ささやんの天邪鬼 座右の迷言

世にはばかる名言をまな板にのせて、迷言を吐くエッセイ風のブログです。

ヒュッゲとは何か

2018-02-20 15:15:52 | 日記
今、「ヒュッゲ(hyugge)」という言葉が注目されている。とくにイギリス
やアメリカで話題になっているようだ。いったい何のことかと興味がわいた
が、これはデンマーク語であり、日本語に翻訳するのは難しいという。そう聞
いて、ますますこの言葉の意味が知りたくなった。もともとは「居心地がいい
時間や空間」を意味する言葉だというから、「やすらぎの場」とでも言い換え
られそうだが、それだけでは汲み尽くせない独特のニュアンスが、この言葉に
はあるのだろう。

デンマーク特有のライフスタイル、--それを言い表す言葉が日本語にあるか
どうかが問題だということになる。それを考えるため、この言葉がなぜ脚光を
浴びるようになったのか、ひとつそれを考えてみたい。イギリスやアメリカで
この言葉が注目されるようになったのは、英米で支配的になったライフスタイ
ル、つまり、あくせく時間に追われるビジネスマンのライフスタイルの、その
アンチテーゼがデンマークにあり、英米流の生活様式に疲れ果てたビジネスマ
ンやその家族が、この国に癒しの場を求めたからだと聞く。彼らは時間に追わ
れる生活に疲れはて、北欧デンマークの生活様式(ヒュッゲ)に「やすらぎの
場」を見出したのだ。

近年、日本でもこの言葉が注目を集めているらしい。それは、時間に追われる
会社員の生活様式が、日本の大衆から「やすらぎの場」を奪いつつあることの
証左だと言えるだろう。

では、デンマーク人はどんなふうに日常の時間を過ごしているのか。
「パチパチと音を立てる暖炉を囲みながら、手編みの靴下やセーターを着込ん
だ友達や家族が、コーヒーやケーキを食べてほっこりする。
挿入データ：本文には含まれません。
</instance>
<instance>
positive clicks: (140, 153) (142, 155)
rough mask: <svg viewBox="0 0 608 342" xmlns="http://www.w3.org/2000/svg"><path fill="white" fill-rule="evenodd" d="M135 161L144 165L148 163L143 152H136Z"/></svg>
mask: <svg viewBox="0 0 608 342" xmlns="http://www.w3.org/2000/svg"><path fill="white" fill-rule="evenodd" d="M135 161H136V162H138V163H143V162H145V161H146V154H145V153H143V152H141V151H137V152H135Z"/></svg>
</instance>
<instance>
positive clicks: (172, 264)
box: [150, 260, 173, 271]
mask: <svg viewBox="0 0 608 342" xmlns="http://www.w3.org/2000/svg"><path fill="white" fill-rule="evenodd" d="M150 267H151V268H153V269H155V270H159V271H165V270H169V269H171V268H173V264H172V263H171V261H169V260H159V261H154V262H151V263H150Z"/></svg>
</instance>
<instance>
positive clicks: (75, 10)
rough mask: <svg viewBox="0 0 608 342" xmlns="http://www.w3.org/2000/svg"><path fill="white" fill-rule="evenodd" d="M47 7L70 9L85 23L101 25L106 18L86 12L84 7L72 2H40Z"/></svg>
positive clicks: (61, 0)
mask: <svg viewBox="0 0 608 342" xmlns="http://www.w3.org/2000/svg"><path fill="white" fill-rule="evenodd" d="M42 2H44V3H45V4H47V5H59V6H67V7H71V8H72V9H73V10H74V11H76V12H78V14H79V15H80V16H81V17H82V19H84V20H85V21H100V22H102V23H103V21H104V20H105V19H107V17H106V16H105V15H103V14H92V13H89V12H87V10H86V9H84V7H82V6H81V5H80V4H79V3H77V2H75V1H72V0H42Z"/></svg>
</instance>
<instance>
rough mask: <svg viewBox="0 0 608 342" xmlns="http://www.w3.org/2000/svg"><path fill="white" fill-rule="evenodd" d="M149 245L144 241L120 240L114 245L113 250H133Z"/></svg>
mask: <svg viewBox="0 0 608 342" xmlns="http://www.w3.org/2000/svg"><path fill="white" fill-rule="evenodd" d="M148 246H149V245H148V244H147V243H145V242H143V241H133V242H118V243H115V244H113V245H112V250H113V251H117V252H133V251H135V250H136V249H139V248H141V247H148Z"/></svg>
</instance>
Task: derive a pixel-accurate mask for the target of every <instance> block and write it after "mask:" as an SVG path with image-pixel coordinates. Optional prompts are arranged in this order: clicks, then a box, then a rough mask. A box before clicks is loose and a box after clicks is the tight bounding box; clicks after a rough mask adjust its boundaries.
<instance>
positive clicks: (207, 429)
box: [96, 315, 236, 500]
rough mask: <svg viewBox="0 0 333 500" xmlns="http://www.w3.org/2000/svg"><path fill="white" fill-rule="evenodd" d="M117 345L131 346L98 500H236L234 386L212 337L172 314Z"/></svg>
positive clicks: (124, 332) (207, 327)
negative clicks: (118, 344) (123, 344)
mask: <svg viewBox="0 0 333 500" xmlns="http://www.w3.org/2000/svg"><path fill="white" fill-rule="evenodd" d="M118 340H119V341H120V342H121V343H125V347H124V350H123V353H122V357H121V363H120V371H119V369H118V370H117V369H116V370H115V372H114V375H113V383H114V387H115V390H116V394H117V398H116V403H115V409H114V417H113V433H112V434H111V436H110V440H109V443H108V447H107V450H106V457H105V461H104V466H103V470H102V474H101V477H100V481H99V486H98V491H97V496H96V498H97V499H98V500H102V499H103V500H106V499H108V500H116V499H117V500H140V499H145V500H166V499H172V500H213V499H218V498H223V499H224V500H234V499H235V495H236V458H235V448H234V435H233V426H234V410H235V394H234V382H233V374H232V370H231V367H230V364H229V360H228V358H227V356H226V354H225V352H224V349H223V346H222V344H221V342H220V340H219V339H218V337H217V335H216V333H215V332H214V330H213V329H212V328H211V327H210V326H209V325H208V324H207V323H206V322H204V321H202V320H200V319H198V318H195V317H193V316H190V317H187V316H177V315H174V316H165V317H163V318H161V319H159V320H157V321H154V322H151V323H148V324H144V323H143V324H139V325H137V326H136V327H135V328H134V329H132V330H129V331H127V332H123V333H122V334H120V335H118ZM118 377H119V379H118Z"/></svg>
」

「デンマークではあらゆることがヒュッゲになる(・・・)。自分の自転車も
ヒュッゲリ(ヒュッゲ的)、誰かのテーブルセッティングもヒュッゲリ、コペ
ンハーゲンのお洒落な地区ヴェスタブロを散策するのもヒュッゲリだ。」
(The New York Times《日本にもくる?欧米でブーム「ヒュッゲ」とはー
ーデンマーク流の癒やし時間に皆夢中》)

この言葉は大いに示唆的である。つまり、こういうことだ。〈ヒュッゲ的〉
な場所とか、〈ヒュッゲ的〉な物が別個にあるわけではない、ということであ
る。そこに行けばビジネスの時間を忘れることができ、心が癒されるような
〈ヒュッゲ的〉な場所が(温泉旅館のような形で)どこか別の場所にあるわ
けではないのである。
要はその場所に赴く我々の、その物を使う我々の、心の持ち方にあるというこ
とである。

最近、安倍内閣は「働き方改革」と称して、残業時間を減らすなど、労働環境
の改善に取り組んでいる。だが、器(制度)が変わっても、そこに盛り込まれ
る我々の側の意識が変わらなければ、しょせんは馬の耳に念仏である。

たしかに、制度が働き手の意識を変えるという面はあるだろう。あくせく長時
間働いても、会社の業績アップにはつながらず、昇進もできない、ということ
になれば、あくせく長時間働く人はいなくなる。

だが、それによって生み出された時間を、〈ヒュッゲ的〉な場所や物に向ける
術(すべ)を知らなければ、その人はヒマを持て余し、リタイア後の老人のよ
うに、空虚な人生を送るだけである。

人生、どうあがいても、人は必ず歳をとり、いずれは会社を去る時が来る。リ
タイア後のヒマな時間をどう過ごすかを、あれこれ考えるのは、今からでも遅
くはない。ーーさあ、あなた、ひとつブログ書きなどいかがですかな。